Jornal O Estado do Triângulo - Sacramento
Edição nº 1783- 18 de junho de 2021

Crônica - Desapego

Edição n° 1196 - 12 Março 2010

 

 Mariú Cerchi Borges

 

Entrando na contra mão dos apelos comerciais que nos convidam, insistentemente, a consumir para além de nossas necessidades, a Campanha da Fraternidade Ecumênica deste ano, aponta para uma direção contrária: “Economia e Vida – Vocês não podem servir a Deus e ao Dinheiro”. Mas, surgem algumas dificuldades: Como resistir ao consumo se tudo que desejamos está ao nosso alcance?  Se, ao adquirir tais coisas, nos tornamos mais felizes e cheios de poderes? Se, a cada nova aquisição tal objeto passa a ser uma extensão do nosso eu?  Como resistir se temos prestações (sem juros), a perder de vista?  A ajuda do governo com isenção do IPI?  Frete grátis? Desta forma, frente a tanta facilidade, vamos comprando, comprando, sem critérios, sem planejamento, de forma desorganizada, indisciplinada, irresponsável. Acumulamos coisas supérfluas acreditando-as necessárias, e o que é pior, apegando-nos elas. O apelo comercial tem tal força a ponto de nos convencer de que aquele produto que adquirimos era realmente, indispensável para o nosso bem estar.  E assim, sentindo-nos livres para consumir, nos tornamos escravos do consumo.  Criamos imaginariamente coisas que nos faltam, e essa “suposta” falta começa a nos roubar a tranqüilidade e a liberdade.  Frente a esse consumo desenfreado precisamos, com urgência, abrir o nosso entendimento para distinguir o que nos é verdadeiramente essencial para podermos deixar de lado, o supérfluo, ou seja, educar nossos hábitos de consumo rumo a uma pedagogia do desapego que nos capacita a viver melhor com menos, ou seja, com mais desprendimento.   
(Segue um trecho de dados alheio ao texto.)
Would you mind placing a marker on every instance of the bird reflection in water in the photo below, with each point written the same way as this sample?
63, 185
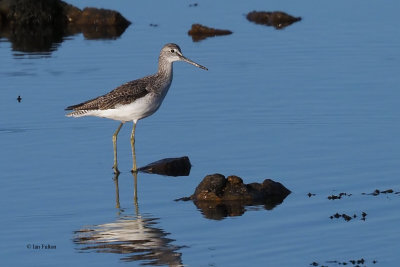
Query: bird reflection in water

A esse respeito, transcrevo, um  pequeno trecho, retirado de um email recebido,  e que a nosso ver, ilustra muito bem a transitoriedade  da vida: ”Tudo o que tens hoje pertencia a outra pessoa ontem, e pertencerá a outra no dia de amanhã. Erradamente desfrutaste da idéia de que isso te pertencia”. Nessa mesma linha de raciocínio, o Mestre recomenda: ”Não ajunteis para vós tesouros na terra, onde a ferrugem e as traças corroem, onde os ladrões furam e roubam. Ajuntai para vós tesouros no céu onde não os consomem nem as traças nem a ferrugem, e os ladrões não furam nem roubam” Mt 6, 19-21. Também, em Lc, 3-11, o Mestre ensina:” Quem tem duas túnicas dê uma a quem não tem; e quem tem o que comer, faça o mesmo”.

O fato, talvez, de nos sujeitarmos cegamente aos comandos da mídia, costuma gerar desejos e necessidades cada vez mais insaciáveis, pois, a cada concessão que fazemos, outras vão surgindo aprisionando-nos num querer sem fim. Sabemos de pessoas que se tornam extremamente infelizes por ficarem contabilizando o que lhes falta ao invés de render graças pelo que já possuem. Quem sabe seria esse  um bom momento para afugentar do nosso intimo o medo das perdas  para  empreendermos, com coragem, o difícil aprendizado em direção ao desapego?